People want to know that their banks care. Customer service ratings show the level of trust consumers have in their bank. These ratings hinge upon how well banks help their customers change their spending habits and avoid pitfalls. To prove their worth, banks need to understand their customers at a micro level. Technology helps deliver this personalized experience and allows a scalable way to reach customers individually and provide them with guidance.
Technology plays an increasing role in customers’ financial wellbeing
With the involvement and increasing importance of technology, the digital piece to the puzzle is crucial. But it’s not just about tools, customers want a personalized and easy-to-use experience. Sophisticated software and improved data strategies can help banks provide the best possible guidance for their customers.
This is not to say that the human element isn’t important. In fact, according to a Merrill Edge report, 89% of Americans still prefer in-person investment advice, though 52% of Gen X and 49% of Millenials have already adopted digital banking. A 2018 report by the CFA Institute indicates that technology “enhances trust but does not replace the need for humans.” If banks want to foster financial wellbeing, they need high-end technology combined with the human element.

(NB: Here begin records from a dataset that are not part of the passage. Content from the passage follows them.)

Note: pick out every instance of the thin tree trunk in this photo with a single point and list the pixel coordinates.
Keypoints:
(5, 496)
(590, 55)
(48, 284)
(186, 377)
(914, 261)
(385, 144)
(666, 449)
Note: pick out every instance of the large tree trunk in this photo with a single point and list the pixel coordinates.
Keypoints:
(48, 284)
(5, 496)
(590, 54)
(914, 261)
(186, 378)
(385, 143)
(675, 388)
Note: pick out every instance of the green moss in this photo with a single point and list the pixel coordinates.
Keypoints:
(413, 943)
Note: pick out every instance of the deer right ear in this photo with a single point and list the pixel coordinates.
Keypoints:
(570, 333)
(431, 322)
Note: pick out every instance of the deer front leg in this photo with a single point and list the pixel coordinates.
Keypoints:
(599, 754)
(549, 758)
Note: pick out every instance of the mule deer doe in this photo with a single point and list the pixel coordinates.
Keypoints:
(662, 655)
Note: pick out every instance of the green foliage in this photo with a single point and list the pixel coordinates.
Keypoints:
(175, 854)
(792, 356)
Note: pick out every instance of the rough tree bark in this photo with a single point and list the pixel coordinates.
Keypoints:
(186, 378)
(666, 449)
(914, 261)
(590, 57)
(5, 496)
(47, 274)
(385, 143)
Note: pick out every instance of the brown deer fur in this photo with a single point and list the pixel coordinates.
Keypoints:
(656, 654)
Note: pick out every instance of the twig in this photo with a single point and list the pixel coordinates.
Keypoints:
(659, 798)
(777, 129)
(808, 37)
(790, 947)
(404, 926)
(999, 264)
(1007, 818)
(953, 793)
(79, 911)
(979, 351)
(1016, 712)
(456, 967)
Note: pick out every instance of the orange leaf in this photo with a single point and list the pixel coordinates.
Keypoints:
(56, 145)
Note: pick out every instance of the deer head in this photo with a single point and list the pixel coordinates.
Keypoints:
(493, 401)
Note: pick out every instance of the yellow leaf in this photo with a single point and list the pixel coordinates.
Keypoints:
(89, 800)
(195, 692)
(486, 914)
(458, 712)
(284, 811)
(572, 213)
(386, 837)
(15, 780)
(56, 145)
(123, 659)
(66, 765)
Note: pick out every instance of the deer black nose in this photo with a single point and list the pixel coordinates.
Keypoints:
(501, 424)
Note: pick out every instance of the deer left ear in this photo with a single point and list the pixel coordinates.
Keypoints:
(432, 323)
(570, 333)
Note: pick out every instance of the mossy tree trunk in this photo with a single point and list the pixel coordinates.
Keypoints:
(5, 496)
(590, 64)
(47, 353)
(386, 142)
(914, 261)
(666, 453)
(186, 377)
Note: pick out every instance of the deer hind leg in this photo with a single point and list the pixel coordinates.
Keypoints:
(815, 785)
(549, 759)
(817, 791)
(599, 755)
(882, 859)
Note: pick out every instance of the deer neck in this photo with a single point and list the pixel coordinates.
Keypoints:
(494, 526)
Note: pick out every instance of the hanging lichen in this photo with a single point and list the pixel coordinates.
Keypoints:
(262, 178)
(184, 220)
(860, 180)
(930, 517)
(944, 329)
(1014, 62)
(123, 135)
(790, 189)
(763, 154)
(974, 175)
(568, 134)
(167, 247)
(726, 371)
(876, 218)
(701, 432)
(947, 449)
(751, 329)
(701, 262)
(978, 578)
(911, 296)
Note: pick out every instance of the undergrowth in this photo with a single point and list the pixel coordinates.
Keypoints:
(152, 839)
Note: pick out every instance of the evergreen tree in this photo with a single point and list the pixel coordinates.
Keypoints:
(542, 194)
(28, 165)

Banks and Financial Wellness
It’s vital for banks to adopt and implement financial wellness platforms. Why? These platforms will help build trusting customers. And what does it mean for those customers? It means a personalized experience. People need access to coaching and industry experts to better understand their finances and track their progress. Technology is key for engagement and for delivering quality customer service, which equates to trust.
Unfortunately, the traditional relationship between banks and financial wellness is best described as love-hate. In a world of numbers and dollar signs, banks want to be able to measure the effectiveness of their program. But they seem to have difficulty quantifying the ROI of such programs or platforms because they don’t know how to define financial wellness. Financial wellness is a term that means different things to different people. At Questis, we believe there are four key elements that define the state of financial well-being:
Have control over day-to-day, month-to-month finances;
Have the capacity to absorb a financial shock;
Are on track to meet your financial goals; and
Have the financial freedom to make the choices that allow you to enjoy life.
Knowing the definition of financial wellness can help determine its ROI. It’s clear that the challenge banks face in today’s world is winning customer loyalty through engagement and trust. Helping customers on their financial wellness journey is one of the best ways to do both.